Compliments

Guy #1: You’re beautiful… you’re beautiful.
Guy #2: No… but I’m not fuckable beautiful!

University of California, San Diego

Overheard by: whoa mango

(two college girls walking down M Street towards Georgetown)
Girl #1: You look cute. I like your dress.
Girl #2: Yeah…I didn’t shower.

http://eavesdropdc.blogspot.com/2008/06/never-said-you-smelled-cute.html

Overheard by:

Customer (ordering a birthday cake for his wife): Can you put “You’re better lookin’ than your twin sister” on it?

Alpine Bakery
Concord, California

Girl: So I asked him: “When are you going to come back for a reunion? I miss you!” and he was like: “I miss you so much I’ve had to replace you with alcohol.” That’s like, the biggest, best compliment ever! They should make a Hallmark card that says that.

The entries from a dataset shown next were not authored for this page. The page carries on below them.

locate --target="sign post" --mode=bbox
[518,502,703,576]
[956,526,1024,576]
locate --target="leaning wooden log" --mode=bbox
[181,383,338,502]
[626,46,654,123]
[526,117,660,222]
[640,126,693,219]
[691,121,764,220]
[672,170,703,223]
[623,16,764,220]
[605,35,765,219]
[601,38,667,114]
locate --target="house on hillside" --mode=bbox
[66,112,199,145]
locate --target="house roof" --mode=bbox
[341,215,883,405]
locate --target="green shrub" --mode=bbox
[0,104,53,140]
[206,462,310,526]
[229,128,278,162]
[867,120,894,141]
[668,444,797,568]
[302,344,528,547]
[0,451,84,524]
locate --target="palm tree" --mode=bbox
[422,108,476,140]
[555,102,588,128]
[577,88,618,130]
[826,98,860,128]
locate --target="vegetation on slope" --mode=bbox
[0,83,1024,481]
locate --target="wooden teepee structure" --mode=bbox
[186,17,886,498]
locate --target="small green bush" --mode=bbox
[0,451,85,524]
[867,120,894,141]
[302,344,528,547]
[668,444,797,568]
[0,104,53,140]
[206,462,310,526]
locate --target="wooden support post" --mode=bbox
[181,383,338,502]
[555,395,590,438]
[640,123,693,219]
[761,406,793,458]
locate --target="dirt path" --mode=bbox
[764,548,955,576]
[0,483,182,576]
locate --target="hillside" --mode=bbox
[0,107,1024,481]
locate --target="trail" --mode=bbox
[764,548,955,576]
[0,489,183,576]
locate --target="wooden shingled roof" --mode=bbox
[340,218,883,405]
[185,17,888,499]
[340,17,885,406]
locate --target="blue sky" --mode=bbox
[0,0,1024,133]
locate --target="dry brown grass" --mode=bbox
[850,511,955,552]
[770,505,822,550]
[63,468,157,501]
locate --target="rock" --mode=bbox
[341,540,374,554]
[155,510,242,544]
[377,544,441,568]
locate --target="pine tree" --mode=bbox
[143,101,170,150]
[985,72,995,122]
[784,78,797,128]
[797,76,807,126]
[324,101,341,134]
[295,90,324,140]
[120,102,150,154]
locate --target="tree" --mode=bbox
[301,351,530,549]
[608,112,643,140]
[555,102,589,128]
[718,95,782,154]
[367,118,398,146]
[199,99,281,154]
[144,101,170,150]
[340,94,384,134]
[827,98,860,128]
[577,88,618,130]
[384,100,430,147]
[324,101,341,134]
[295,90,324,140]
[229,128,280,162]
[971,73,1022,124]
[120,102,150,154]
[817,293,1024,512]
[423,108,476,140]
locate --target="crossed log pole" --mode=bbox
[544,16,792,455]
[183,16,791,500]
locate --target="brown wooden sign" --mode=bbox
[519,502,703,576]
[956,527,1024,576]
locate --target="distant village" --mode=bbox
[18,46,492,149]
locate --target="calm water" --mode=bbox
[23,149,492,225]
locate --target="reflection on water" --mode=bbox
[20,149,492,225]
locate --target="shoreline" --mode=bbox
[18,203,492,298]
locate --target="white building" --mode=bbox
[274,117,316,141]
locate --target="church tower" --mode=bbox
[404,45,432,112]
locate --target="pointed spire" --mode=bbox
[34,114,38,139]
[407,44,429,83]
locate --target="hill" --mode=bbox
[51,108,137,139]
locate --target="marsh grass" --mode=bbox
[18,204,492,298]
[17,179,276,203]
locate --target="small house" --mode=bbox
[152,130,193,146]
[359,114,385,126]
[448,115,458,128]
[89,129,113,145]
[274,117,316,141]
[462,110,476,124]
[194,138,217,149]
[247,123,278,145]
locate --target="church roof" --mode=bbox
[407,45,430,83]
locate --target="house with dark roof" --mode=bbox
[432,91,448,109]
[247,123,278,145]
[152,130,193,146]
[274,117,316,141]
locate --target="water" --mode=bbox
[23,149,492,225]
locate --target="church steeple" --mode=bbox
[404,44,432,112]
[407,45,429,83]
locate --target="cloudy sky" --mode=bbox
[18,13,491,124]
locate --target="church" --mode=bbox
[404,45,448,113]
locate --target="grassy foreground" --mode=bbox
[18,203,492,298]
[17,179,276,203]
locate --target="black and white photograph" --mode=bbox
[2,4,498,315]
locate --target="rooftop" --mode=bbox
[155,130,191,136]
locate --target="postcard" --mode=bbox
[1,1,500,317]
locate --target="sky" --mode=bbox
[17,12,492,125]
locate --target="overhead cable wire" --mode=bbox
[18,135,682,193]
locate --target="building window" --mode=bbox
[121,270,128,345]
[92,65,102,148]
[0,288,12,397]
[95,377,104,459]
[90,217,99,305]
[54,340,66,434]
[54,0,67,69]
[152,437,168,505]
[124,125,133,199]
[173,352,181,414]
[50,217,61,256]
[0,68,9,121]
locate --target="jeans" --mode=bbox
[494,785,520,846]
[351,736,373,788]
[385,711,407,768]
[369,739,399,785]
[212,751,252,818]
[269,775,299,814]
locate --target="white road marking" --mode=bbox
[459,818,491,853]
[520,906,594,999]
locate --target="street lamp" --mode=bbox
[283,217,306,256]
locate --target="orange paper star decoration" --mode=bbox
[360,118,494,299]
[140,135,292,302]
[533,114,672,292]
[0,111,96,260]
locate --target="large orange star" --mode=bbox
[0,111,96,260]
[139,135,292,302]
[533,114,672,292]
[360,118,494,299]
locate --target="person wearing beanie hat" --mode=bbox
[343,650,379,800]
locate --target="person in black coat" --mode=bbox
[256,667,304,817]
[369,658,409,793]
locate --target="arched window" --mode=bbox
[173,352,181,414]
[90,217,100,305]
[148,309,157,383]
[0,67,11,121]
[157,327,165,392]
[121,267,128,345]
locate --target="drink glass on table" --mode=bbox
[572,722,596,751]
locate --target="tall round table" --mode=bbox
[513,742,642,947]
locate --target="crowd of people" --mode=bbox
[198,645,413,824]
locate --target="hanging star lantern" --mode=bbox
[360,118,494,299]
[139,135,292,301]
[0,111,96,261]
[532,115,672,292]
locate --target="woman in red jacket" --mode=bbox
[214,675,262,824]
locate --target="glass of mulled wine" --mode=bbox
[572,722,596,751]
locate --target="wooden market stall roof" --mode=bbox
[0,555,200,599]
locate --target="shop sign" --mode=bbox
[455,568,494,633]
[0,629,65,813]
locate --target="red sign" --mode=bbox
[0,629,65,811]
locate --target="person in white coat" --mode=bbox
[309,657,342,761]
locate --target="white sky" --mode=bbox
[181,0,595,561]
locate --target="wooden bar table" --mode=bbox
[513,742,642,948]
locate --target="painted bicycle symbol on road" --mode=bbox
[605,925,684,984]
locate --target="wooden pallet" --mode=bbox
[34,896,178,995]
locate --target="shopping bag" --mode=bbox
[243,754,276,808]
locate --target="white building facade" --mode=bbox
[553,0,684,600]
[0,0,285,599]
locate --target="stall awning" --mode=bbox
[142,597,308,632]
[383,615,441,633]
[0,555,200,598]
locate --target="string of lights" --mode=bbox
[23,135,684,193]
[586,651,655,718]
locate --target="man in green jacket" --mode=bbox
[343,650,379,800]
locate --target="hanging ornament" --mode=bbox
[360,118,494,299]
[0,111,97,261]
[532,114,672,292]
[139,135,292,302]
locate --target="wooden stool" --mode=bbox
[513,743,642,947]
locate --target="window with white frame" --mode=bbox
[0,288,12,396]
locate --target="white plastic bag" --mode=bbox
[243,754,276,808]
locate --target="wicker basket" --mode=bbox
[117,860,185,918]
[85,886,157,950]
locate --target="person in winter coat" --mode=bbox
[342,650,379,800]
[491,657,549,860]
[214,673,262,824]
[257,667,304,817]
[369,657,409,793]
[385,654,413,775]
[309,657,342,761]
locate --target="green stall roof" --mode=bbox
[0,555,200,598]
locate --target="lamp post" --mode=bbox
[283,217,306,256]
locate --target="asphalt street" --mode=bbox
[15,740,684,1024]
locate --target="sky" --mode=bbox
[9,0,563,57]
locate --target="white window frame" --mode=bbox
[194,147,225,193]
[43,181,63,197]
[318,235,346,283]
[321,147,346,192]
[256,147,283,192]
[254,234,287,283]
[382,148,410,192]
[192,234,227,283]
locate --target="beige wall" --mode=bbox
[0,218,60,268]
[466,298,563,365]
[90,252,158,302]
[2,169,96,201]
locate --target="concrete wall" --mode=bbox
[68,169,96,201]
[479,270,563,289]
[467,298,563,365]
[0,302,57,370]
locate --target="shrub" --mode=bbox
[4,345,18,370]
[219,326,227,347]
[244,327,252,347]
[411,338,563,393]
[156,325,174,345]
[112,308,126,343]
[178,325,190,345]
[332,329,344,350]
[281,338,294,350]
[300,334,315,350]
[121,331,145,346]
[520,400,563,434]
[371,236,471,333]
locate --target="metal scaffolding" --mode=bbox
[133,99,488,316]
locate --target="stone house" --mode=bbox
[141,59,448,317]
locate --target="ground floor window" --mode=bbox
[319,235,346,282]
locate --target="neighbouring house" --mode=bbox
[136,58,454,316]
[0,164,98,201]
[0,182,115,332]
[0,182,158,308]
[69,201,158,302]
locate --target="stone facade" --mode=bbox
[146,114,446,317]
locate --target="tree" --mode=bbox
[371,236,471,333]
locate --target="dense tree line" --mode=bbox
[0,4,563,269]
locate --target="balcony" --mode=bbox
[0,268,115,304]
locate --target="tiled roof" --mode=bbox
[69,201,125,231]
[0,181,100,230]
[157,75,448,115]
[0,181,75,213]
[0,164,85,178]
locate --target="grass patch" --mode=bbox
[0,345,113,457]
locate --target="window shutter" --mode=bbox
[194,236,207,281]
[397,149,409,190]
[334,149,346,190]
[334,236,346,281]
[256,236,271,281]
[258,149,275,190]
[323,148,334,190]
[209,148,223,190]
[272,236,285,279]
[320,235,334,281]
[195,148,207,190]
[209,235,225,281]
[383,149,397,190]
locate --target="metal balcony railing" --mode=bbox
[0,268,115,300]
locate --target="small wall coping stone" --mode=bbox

West Lafayette, Indianapolis

Overheard by: Kolja

Guy #1: Is he good at sex?
Girl: Yeah.
Guy #2: Wow. I’m surprised.
Girl: Honestly, I was too.

San Francisco, California

Teen cashier at checkout: Are you listening to music on an iPod?
Geriatric customer: It’s an iPhone.
Teen cashier: Dude, you’re ballin’.

Columbus, Indiana

Overheard by: Hoosier

Girl, observing a display of plush microbes: I want herpes! I think it’s so cute!

SUNY
Geneseo, New York

Overheard by: Jeni

Middle-aged creepster: She was a slut in middle school, so she’s my type of girl.

Gentle Bens Brewery
Tucson, Arizona

Overheard by: a middle school slut

Young woman, after graphic conversation about sex and drugs: Do you ever think, while we’re talking: “Wow, the people on the train are so lucky to get to listen to us on their morning commute!”?
Older woman: Oh my god, all the time.

Train
Sydney
Australia

Overheard by: catherine

Bimbette: What’s wrong with gay people? Gay people are funny.